The reciprocal identity is a crucial concept in trigonometry. It refers to how certain trigonometric functions can be expressed as the inverse, or reciprocal, of one another. In the case of our exercise, we are exploring the secant function, which is the reciprocal of the cosine function.

Here is how the reciprocal identities work for secant:

• \( \sec \theta = \frac{1}{\cos \theta} \)
• This is applicable for all angles except for those where cosine results in zero, as this would make secant undefined.

These identities are immensely helpful when solving trigonometric equations and enable us to convert between different functions for simplification and calculation.

Rationalizing the denominator is a technique used to eliminate radicals, such as square roots, from the denominator of a fraction. It is a preferred mathematical practice since it often simplifies further calculations.
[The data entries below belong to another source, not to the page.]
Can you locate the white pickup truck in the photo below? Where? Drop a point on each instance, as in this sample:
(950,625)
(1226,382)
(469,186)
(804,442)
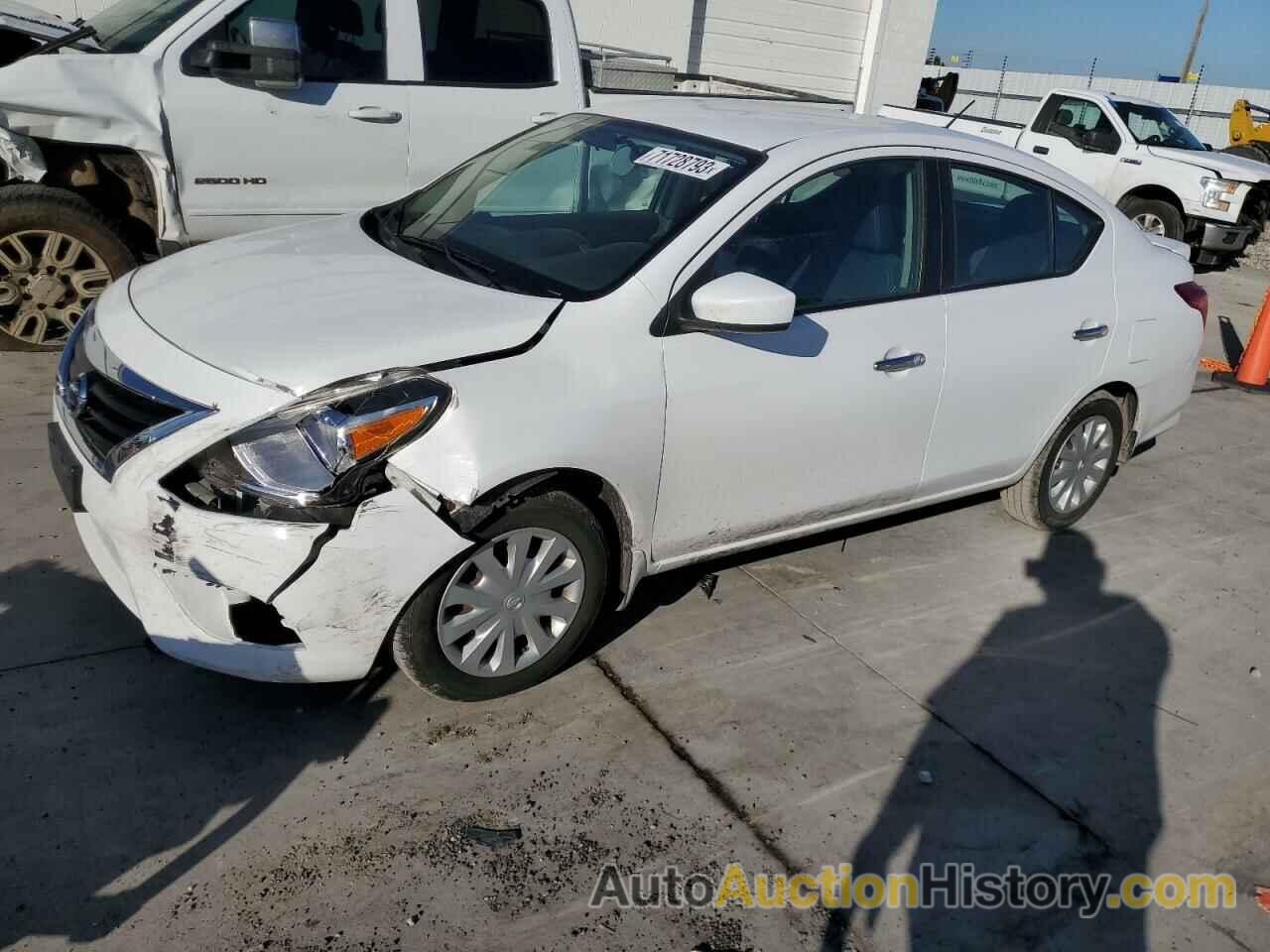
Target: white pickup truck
(1138,155)
(160,123)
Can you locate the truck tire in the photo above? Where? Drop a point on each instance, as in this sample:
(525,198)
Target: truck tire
(58,254)
(1155,217)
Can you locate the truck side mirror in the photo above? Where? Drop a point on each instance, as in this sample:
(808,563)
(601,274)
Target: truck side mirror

To rationalize the denominator, do the following steps:

• Multiply the numerator and the denominator by the same radical present in the denominator.
• This process will remove the radical from the denominator by utilizing the property \( \sqrt{a} \times \sqrt{a} = a \).

In our example, \( \frac{2}{\sqrt{3}} \) was rationalized by multiplying both the numerator and the denominator by \( \sqrt{3} \), resulting in \( \frac{2\sqrt{3}}{3} \). This method is not only systematic but essential for presenting final answers in the most accepted format.